Cast members from Whit Stillman's Damsels in Distress were also wafting around like lovely reeds. Analeigh Tipton, who played Steve Carell's lovestruck babysitter in Crazy, Stupid, Love – and who is so new on the scene that the paparazzi outside were calling her "Ashley" – chatted about the differing interview styles of journalists at the Venice Film Festival versus TIFF. "In Venice, they all asked questions like, 'What are the existential implications of your actions?' " she said. "In Toronto, they all asked, 'What's it like to work with so many girls?' " She laughed. "Toronto is more fun."
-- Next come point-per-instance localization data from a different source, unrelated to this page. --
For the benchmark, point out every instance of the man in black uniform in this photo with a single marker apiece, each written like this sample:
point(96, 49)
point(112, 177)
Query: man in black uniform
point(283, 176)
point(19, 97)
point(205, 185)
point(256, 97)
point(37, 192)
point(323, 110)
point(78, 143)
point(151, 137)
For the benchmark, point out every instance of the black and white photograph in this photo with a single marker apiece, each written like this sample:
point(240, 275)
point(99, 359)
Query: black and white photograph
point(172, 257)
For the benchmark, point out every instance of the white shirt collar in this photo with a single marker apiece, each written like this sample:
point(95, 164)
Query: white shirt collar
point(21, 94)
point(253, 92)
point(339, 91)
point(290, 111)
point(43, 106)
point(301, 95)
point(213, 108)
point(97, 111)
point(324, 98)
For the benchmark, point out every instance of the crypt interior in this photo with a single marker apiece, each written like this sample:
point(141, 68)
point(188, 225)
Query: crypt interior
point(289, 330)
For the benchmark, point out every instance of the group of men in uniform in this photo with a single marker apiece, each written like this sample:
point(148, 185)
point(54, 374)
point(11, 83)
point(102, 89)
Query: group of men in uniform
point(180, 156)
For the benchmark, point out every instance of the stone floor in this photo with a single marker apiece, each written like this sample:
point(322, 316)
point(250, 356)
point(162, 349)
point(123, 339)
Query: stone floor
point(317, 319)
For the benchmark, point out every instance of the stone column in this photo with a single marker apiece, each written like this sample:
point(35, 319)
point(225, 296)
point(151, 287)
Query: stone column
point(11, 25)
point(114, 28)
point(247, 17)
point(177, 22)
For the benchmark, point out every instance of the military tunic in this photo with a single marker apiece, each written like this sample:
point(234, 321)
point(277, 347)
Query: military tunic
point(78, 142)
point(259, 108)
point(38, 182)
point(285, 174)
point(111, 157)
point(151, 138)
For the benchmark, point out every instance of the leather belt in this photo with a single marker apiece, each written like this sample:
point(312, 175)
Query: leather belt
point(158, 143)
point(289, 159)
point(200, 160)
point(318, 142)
Tipton's co-star, Greta Gerwig, 28, stood nearby. Her career is a model for her generation: She started out in the so-called Mumblecore movement with filmmakers like Lynn Shelton and the aforementioned Duplass brothers (who both have entries at this TIFF), where everyone used inexpensive digital cameras and shot in their living rooms while their friends-turned-actors improvised dialogue. (They hate the term Mumblecore, by the way.) Then she graduated to the still-indie-but-with-stars phase (she starred opposite Ben Stiller in Greenberg). And now she's in Hollywood films ( Arthur) and working for Woody Allen on his upcoming comedy The Bop Decameron.
Mark Duplass and Lynn Shelton are enjoying similar trajectories. See if you can follow me here, because they all work together, so it's wheels-within-wheels. Duplass has gone from making micro-budget indies to Cyrus, starring Marisa Tomei and Jonah Hill; and now to Jeff, which stars Jason Segel and Susan Sarandon, and was produced by Reitman. Shelton, best known for the indie Humpday (starring Duplass) is here with Your Sister's Sister, starring Emily Blunt, Rosemarie DeWitt and Duplass again.
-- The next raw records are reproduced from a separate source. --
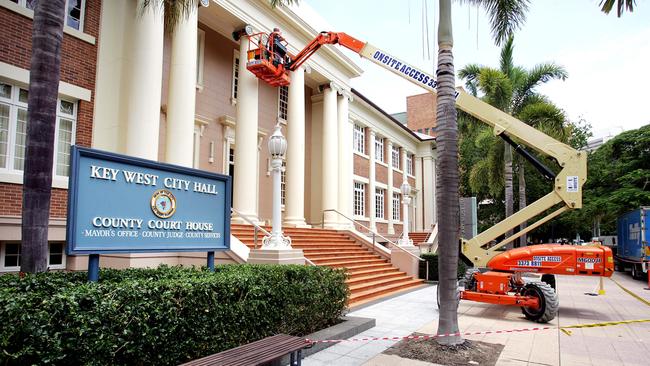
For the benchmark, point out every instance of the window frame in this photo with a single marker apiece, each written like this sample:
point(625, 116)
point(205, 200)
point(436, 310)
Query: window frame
point(380, 202)
point(359, 139)
point(395, 158)
point(359, 204)
point(397, 199)
point(234, 87)
point(15, 105)
point(379, 149)
point(283, 105)
point(409, 164)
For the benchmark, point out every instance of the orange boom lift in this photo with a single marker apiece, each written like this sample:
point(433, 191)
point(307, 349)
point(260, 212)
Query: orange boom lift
point(497, 276)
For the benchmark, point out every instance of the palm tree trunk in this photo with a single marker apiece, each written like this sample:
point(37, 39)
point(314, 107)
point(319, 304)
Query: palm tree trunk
point(41, 121)
point(507, 157)
point(522, 201)
point(447, 181)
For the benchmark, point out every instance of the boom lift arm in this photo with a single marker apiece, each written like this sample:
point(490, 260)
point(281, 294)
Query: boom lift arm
point(567, 184)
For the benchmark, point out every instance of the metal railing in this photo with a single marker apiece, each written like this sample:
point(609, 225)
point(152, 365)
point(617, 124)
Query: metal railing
point(374, 234)
point(257, 228)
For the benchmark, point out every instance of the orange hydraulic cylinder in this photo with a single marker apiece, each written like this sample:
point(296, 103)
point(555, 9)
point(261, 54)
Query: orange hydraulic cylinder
point(556, 259)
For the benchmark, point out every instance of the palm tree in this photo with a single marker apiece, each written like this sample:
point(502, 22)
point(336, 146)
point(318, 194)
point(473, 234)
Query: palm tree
point(512, 89)
point(47, 35)
point(621, 5)
point(505, 16)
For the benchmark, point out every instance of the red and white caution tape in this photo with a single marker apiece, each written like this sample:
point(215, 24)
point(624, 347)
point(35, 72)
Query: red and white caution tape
point(427, 336)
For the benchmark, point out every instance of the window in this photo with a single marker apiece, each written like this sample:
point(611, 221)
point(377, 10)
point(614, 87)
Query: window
point(396, 206)
point(409, 164)
point(13, 130)
point(359, 139)
point(379, 149)
point(235, 76)
point(74, 11)
point(283, 183)
point(10, 256)
point(379, 203)
point(359, 199)
point(283, 102)
point(395, 157)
In a joint interview on Tuesday, Duplass and Shelton talked about this new style of filmmaking, a mash-up of Mumblecore (improvised dialogue, personal stories) and Hollywood (bigger stars and budgets). "We started with what I call a 'scriptment' – 70 pages, half script, half treatment," Shelton said. Then they developed their characters for eight months, mostly over the phone, and then shot with two cameras rolling so as not to miss any moments of truth. The style, they said, really speaks to their generation, who grew up with the faux intimacies of social media, but hunger for authenticity and connection.
Felicity Jones and Anton Yelchin had less time to rehearse their characters for Like Crazy than Shelton's cast did. "We had a week, but we worked such long days it felt like two," Yelchin said. But they, too, relished the spontaneity and the truthful relationship with their characters that improvising provided. "Once you've done it, it's like you're in a cult," Jones said. "You want to do it again and again."
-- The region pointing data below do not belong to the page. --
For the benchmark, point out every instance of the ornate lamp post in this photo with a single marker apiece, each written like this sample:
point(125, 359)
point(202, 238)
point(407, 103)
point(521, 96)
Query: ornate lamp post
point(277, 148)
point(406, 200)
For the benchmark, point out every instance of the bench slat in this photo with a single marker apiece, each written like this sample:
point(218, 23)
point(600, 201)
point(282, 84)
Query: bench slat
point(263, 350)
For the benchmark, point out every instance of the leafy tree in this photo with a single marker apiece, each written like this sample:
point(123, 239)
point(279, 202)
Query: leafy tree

"Every movie I do, keeps getting better and better, and I keep working with more and more great people," Gerwig summed up. And then, sounding very young, she added, "But now I have to go home and go to sleep!"
By then it was midnight, and a couple of big guns had arrived: uber-mogul Harvey Weinstein, who produced the TIFF comedy Butter, and his star, Jennifer Garner (who's also a Reitman devotee; they made Juno together). At 39, Garner was a titch older than most of the talent here. But she had something they didn't – pregnant with her third child, she brought with her the next, next generation.